There was plenty of drumming, notably a skull-pounding interlude to open the second half of the concert by the Rutgers Korean Cultural Group, to rival the kind of explosively shamanistic Brazilian sounds produced by BatalaNYC. There was also dancing, lots of it. Park herself took a solo, a graceful number that saw her practically disappear into the stage, facedown, at the end, the folds of her silken costume edging closer and closer downward. It’s one thing to do the splits, Chuck Berry style – it’s another to hold that position in place. Park was doing that twenty years ago and clearly hasn’t lost any athleticism in the ensuing two decades, no small achievement.

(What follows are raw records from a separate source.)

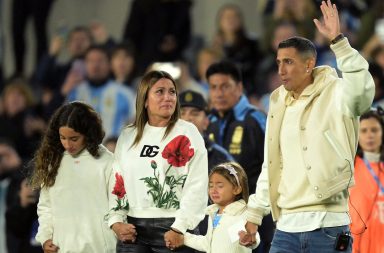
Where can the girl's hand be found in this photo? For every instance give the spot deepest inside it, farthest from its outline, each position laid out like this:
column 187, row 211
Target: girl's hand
column 248, row 238
column 49, row 247
column 173, row 240
column 125, row 232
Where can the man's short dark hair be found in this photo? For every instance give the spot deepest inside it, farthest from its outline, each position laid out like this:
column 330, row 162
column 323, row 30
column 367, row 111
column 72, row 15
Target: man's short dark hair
column 304, row 46
column 226, row 68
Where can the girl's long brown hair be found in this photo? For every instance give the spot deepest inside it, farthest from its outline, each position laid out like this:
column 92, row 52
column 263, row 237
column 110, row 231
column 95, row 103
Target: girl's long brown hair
column 82, row 119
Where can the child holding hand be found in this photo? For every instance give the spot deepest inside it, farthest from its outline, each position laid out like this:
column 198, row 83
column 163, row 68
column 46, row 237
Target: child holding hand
column 228, row 190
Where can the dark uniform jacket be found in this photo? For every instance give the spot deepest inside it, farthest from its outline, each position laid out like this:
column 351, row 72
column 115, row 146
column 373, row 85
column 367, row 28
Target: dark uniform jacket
column 241, row 132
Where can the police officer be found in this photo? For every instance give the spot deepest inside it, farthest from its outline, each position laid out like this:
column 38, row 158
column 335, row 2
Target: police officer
column 239, row 127
column 194, row 109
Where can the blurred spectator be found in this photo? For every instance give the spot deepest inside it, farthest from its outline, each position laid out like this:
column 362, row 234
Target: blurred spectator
column 21, row 217
column 236, row 44
column 123, row 65
column 159, row 29
column 194, row 109
column 114, row 102
column 9, row 163
column 20, row 120
column 15, row 223
column 51, row 74
column 21, row 11
column 370, row 22
column 298, row 12
column 325, row 55
column 205, row 58
column 101, row 36
column 367, row 196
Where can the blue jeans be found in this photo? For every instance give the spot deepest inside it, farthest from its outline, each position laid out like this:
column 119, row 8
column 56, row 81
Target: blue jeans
column 321, row 240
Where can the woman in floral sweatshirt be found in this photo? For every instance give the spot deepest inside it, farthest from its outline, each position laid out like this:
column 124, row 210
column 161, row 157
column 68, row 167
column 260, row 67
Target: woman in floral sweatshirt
column 162, row 161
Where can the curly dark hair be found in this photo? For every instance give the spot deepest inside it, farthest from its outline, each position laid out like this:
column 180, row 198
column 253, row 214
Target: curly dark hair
column 83, row 119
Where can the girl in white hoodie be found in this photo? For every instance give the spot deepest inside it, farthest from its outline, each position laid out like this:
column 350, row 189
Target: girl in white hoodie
column 228, row 190
column 73, row 170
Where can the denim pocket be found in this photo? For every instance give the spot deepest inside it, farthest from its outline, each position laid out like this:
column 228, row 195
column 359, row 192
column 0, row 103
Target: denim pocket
column 331, row 232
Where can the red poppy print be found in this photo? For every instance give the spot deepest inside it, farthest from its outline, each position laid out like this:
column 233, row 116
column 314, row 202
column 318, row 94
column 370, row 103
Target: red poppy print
column 178, row 151
column 119, row 189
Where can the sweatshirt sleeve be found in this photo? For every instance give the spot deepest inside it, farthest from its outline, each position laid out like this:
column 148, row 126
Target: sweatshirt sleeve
column 258, row 203
column 356, row 88
column 194, row 195
column 117, row 197
column 44, row 211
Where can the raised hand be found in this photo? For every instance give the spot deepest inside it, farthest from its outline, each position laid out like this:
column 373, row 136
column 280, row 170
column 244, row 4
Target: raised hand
column 330, row 28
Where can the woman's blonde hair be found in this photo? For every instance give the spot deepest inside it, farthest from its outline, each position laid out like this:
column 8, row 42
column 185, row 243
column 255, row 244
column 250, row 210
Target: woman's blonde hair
column 225, row 170
column 141, row 119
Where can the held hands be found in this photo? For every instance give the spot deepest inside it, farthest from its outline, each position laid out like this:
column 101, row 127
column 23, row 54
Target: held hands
column 49, row 247
column 248, row 238
column 125, row 232
column 330, row 28
column 173, row 240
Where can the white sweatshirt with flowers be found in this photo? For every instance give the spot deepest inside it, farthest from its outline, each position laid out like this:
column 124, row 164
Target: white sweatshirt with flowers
column 163, row 177
column 71, row 212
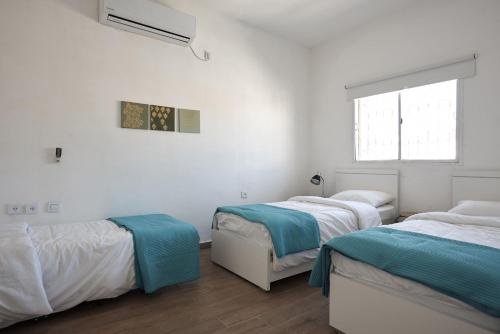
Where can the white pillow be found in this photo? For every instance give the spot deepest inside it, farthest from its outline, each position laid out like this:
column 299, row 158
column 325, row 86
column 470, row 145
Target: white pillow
column 477, row 208
column 371, row 197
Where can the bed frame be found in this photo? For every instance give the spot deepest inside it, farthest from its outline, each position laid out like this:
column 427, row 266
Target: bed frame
column 356, row 307
column 253, row 262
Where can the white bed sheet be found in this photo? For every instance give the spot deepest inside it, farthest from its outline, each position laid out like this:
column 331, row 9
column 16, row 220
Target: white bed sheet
column 78, row 262
column 367, row 274
column 332, row 221
column 84, row 261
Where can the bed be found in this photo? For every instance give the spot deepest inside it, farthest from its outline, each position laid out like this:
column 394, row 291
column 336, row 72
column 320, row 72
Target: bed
column 52, row 268
column 364, row 299
column 247, row 250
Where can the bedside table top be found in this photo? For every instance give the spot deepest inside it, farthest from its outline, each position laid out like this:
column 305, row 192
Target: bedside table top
column 407, row 214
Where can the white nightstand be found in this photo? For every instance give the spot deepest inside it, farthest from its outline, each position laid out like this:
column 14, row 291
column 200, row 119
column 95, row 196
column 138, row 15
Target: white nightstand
column 404, row 215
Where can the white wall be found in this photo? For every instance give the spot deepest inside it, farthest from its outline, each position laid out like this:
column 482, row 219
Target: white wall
column 429, row 33
column 62, row 76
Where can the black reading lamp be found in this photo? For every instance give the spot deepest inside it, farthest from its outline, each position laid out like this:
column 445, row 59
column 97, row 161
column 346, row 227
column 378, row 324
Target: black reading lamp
column 317, row 180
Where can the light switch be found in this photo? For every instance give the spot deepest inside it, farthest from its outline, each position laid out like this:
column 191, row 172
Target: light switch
column 31, row 209
column 53, row 207
column 14, row 209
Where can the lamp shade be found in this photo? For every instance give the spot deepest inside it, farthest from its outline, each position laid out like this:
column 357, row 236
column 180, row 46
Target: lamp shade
column 316, row 180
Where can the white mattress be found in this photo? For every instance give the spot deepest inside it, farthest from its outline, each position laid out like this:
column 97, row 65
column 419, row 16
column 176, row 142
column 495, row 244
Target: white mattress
column 333, row 221
column 84, row 261
column 78, row 262
column 417, row 292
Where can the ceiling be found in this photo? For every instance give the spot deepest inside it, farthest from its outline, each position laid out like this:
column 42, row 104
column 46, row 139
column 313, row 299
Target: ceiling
column 308, row 22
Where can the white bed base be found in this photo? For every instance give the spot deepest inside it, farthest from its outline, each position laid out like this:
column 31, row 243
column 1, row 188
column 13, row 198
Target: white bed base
column 356, row 308
column 252, row 261
column 249, row 259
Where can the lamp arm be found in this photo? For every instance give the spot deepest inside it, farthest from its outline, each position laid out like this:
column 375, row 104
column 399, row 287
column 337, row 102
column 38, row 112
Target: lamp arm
column 323, row 186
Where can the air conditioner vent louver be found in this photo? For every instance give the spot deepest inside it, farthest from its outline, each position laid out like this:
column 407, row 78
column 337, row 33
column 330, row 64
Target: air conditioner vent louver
column 148, row 18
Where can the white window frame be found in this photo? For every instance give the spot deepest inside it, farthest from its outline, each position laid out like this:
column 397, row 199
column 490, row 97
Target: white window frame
column 459, row 138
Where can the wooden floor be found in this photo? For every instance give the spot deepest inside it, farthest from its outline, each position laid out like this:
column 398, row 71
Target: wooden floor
column 220, row 302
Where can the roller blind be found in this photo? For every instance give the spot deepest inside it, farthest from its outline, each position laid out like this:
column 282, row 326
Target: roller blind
column 457, row 69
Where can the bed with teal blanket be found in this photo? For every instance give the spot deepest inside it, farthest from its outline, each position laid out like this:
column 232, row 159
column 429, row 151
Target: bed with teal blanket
column 468, row 272
column 166, row 250
column 291, row 230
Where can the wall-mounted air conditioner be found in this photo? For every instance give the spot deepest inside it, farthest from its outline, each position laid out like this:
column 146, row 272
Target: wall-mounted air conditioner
column 149, row 19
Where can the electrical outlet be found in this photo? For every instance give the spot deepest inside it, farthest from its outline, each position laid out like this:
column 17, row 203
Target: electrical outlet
column 31, row 209
column 53, row 207
column 14, row 209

A bevy of women swayed and gently exchanged places throughout a stately fan dance, serenaded by the band offstage. Several of the drummers wore ribbons on a swivel affixed to the rear of their uniform helmets, which they spun by moving their heads quickly, side to side – how they managed to keep their footing, keep the ribbons swirling, and keep time, without losing their balance or running headfirst into the the back wall of the stage, was impressive, to say the least. One of them finally made a circle of the stage, spinning faster and faster, leaning in toward the center in a more explosive take on what Turkish dervishes will do at the peak of a musical number. The night’s final performances brought a full musical ensemble together with the dance/drumming contingent (there was a lot of overlap among them, the night’s organizer included); tersely intense geomungo (six-string zither) player Mi Jin Park being a standout among them.

The Korean Peforming Arts Center and their house ensemble, Sounds of Korea, stage frequent outdoor concerts during the warmer months, from Lincoln Center to Little Korea just south of 34th Street and points further south as well; bookmark their webpage if sounds as sophisticated yet ancient as these are your thing.